The megacity moment: urbanisation accelerates across Asia and Africa
The UN has long projected that the share of people living in urban areas will keep rising, approaching 70% by mid-century. Much of that growth will occur in Asia and Africa, where young populations and economic change draw millions into city regions. The number of megacities—urban areas with more than 10 million residents—has increased over the past decade, and more cities are on track to join their ranks.
In this context, Jakarta’s ascent illustrates a broader trend: large city regions are not just growing; they are merging into vast urban corridors connected by transport and supply chains. These corridors power national economies but also strain energy and water systems. As cities expand, they must invest in resilient infrastructure, manage air quality and plan for green public spaces that support health and productivity.
Measuring cities: definitions, data and comparisons
Counting city populations is not straightforward. Statistics can differ depending on whether they describe a city proper, a metropolitan area or an urban agglomeration. Administrative boundaries often lag behind real settlement patterns. The UN’s updated methodology aims to reduce these gaps by setting definitions that better match how urban systems operate.
Even so, comparisons need care. National statistical offices may publish different figures based on local definitions.
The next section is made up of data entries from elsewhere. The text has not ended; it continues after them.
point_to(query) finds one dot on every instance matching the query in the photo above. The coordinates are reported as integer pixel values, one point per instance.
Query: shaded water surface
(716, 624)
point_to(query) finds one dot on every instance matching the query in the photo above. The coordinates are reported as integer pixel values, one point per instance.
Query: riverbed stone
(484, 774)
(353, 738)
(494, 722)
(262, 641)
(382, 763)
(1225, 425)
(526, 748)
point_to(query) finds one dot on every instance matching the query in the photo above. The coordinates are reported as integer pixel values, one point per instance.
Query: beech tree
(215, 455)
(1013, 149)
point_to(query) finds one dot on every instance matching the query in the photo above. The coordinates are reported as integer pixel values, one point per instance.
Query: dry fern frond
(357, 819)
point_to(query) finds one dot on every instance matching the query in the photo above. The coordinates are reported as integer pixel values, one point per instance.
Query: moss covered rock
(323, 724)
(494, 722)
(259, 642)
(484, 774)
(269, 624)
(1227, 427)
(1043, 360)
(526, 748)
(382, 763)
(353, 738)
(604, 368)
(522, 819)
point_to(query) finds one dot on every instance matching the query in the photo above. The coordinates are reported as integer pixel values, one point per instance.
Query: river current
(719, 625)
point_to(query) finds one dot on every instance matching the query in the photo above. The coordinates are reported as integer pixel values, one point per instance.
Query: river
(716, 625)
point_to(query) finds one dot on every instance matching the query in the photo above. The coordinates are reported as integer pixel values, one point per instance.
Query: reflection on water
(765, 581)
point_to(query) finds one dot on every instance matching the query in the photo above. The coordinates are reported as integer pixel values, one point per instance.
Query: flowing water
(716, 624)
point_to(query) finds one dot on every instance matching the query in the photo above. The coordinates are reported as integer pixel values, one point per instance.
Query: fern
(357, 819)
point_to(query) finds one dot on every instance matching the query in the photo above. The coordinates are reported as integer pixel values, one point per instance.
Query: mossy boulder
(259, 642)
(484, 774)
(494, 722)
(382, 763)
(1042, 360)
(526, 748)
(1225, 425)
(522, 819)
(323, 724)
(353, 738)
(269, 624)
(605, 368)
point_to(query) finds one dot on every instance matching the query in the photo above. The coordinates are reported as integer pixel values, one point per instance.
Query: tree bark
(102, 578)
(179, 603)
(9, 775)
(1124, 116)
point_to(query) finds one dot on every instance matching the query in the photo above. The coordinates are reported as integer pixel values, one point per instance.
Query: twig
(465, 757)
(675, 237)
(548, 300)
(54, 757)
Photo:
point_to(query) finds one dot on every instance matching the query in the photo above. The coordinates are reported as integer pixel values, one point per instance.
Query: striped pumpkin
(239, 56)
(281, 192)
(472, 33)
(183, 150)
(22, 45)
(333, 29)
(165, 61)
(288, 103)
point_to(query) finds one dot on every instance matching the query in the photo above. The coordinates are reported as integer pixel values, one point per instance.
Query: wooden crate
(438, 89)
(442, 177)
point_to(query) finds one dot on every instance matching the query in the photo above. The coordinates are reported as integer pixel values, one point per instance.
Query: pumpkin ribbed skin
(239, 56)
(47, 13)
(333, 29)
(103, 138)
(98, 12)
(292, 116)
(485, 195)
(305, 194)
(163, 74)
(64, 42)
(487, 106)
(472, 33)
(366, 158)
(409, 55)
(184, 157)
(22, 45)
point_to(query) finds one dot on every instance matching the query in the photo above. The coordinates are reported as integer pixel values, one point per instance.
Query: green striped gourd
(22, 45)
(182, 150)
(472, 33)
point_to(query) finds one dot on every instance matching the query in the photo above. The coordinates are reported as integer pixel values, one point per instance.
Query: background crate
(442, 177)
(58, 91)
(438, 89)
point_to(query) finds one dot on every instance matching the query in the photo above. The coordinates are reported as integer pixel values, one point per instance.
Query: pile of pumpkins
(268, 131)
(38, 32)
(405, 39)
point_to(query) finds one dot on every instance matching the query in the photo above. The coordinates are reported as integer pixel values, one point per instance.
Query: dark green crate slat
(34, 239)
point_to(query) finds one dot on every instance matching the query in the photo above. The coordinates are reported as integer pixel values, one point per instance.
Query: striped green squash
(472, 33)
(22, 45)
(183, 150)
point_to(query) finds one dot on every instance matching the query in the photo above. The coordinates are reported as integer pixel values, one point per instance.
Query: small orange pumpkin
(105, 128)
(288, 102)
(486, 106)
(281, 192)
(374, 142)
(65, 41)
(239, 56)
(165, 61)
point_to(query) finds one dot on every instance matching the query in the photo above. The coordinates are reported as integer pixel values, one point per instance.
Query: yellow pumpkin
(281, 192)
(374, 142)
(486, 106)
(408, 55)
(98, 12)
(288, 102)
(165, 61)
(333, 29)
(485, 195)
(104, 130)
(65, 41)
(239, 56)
International bodies like the UN seek comparability across countries, which sometimes produces changes in rankings when methods update. The new World Urbanisation Prospects report signals that the UN is refining its approach to reflect commuting patterns, built-up areas and the functional links that shape modern cities. For policymakers, the key is to align investment plans with the actual urban footprint, not just the city map.
Planning for growth: transport, housing and climate resilience
The pressures facing the world’s largest cities are clear. Fast-growing populations demand affordable homes near jobs and reliable transport that cuts congestion. Integrated rail and bus networks can unlock access to work and reduce pollution. Well-planned housing can ease overcrowding and improve living standards. These policies depend on accurate population data and shared planning across city lines.
Climate risk adds urgency. In low-lying coastal cities like Jakarta, heavy rain and high tides test drainage and flood defences. Heatwaves strain power grids and public health. Cities that plan for these shocks—through resilient infrastructure, early warning systems and green cooling strategies—will protect people and keep economies running. The UN’s updated urban counts reinforce the need to map risk at the real metropolitan scale.
Jakarta’s new status as the world’s largest city under the UN’s revised criteria captures a turning point in global urbanisation and a shift in how experts measure it. The ranking reflects the rise of vast functional city regions that cross old administrative lines, and it highlights the planning challenge that follows. Tokyo remains a model of scale and organisation, but Jakarta now symbolises the demographic momentum reshaping Asia’s cities. As governments digest the UN’s World Urbanisation Prospects 2025 report, the message is clear: plan for the city you have, not the one on paper. Accurate counts, scalable transport, affordable housing and climate resilience will decide whether megacities deliver opportunity and liveability for the tens of millions who call them home.